Is Media a Commodity?
Will media become a commodity? Google and the search marketing industry that grew up around it think so. Creators of Web 2.0 content applications like Digg and Reddit think so. Today, we learn that eBay also thinks so — MediaPost reports that they pitched an electronic trading system for buying and selling media. And who solicited that pitch? None other than the Association of National Advertisers — so Big Advertisers think media is a commodity, too!
Google was the first to figure out how advertising can be a science rather than alchemy — contextual placement and pay-per-click bidding brought seamless efficiency and rigorous accountability to a process that has traditionally been one part flawed data (Nielsen, etc.), one part relationships (media seller corting media buyer), and three parts guess work (Wanamaker’s “half of my advertising is wasted but I don’t know which half”).
ANA’s stated rationale for seeking an “eBiz” solution for media buying is greater efficiency and transparency:
But while the eBiz efforts are designed to weed out the time-consuming and labor-intensive steps involved in Madison Avenue’s current paper-based buying systems, the initiative being championed by Roehm–soon to be senior vice president of marketing communications at retail giant Wal-mart–goes a step further, seeking to create a so-called open market structure, in which all of the information between buyers and sellers is transparent.
The problem with a stock-trading model for media buying is that it assumes there is a reliable, standardized data set, like corporate financial reporting, on which the market can make rational decisions (which isn’t to say corporate accounting is always reliable or that Wall Street is always rational!). Before Google, media buying was based on syndicated audience measurement, e.g. Nielsen — where the accuracy of the data has always been suspect — and on more qualitative (subjective) measures, e.g. the audience’s relationship with the show or magazine, how “hot” the property is, whether the context fits the brand (why you won’t see Mercedes in People), and the pseudo-science of reach and frequency.
Google’s AdWords demonstrated that contextuality can trump all these traditional measures.

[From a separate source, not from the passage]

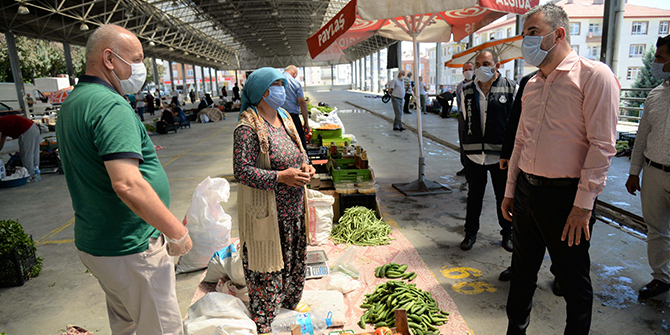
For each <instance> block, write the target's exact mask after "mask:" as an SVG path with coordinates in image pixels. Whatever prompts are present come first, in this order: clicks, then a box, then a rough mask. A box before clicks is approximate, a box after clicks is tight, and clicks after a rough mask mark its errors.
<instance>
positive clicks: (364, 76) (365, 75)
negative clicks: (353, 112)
mask: <svg viewBox="0 0 670 335" xmlns="http://www.w3.org/2000/svg"><path fill="white" fill-rule="evenodd" d="M363 90H364V91H368V56H364V57H363Z"/></svg>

There’s no reason why smaller, transactional companies who are less concerned about brand shouldn’t view media as a commodity and take a media-agnostic approach to advertising.
But Google soon found that this doesn’t work with the big brand advertisers. When you’ve worked hard to build a brand, you don’t want it showing up in a bad context, because that badness has a tendency to rub off. That’s why they adapted the AdWords program to give advertisers control over where their ads appear and the ability to buy by impressions rather than clicks — which effectively concedes that pure technology-driven market efficiency may not be achievable in advertising. Google has also had a rough time with their print advertising program, because buying print media has always been much more about storytelling than efficiency.
So can eBay (or someone) build a truly efficient electronic marketplace for media, which could further open up the game to content creators of every size and shape (i.e. bloggers and the like)? Only if the Big Advertisers are willing to play, and that will only happen if there is some industry standard for evaluating the options, i.e. which stock should I invest in? Brand-building advertisers with long purchase horizons (e.g. luxury cars) can’t buy based on clicks, so the Google model isn’t going to work for the whole market.
What technology companies don’t understand about advertising and media is that audience matters — that’s what advertisers are buying. And context matters, especially when it comes to brands. Whoever can come up with an efficient way to factor reliable measurements for audience and context into an electronic marketplace for media buying will have the next AdWords (and all the cash that goes with it).
(And for everyone who wants to see Citizen Journalism projects like Bayosphere be commercially viable — focus on the media commodity conundrum. If there’s going to be journalism, citizen or otherwise, somebody’s got to pay for it.)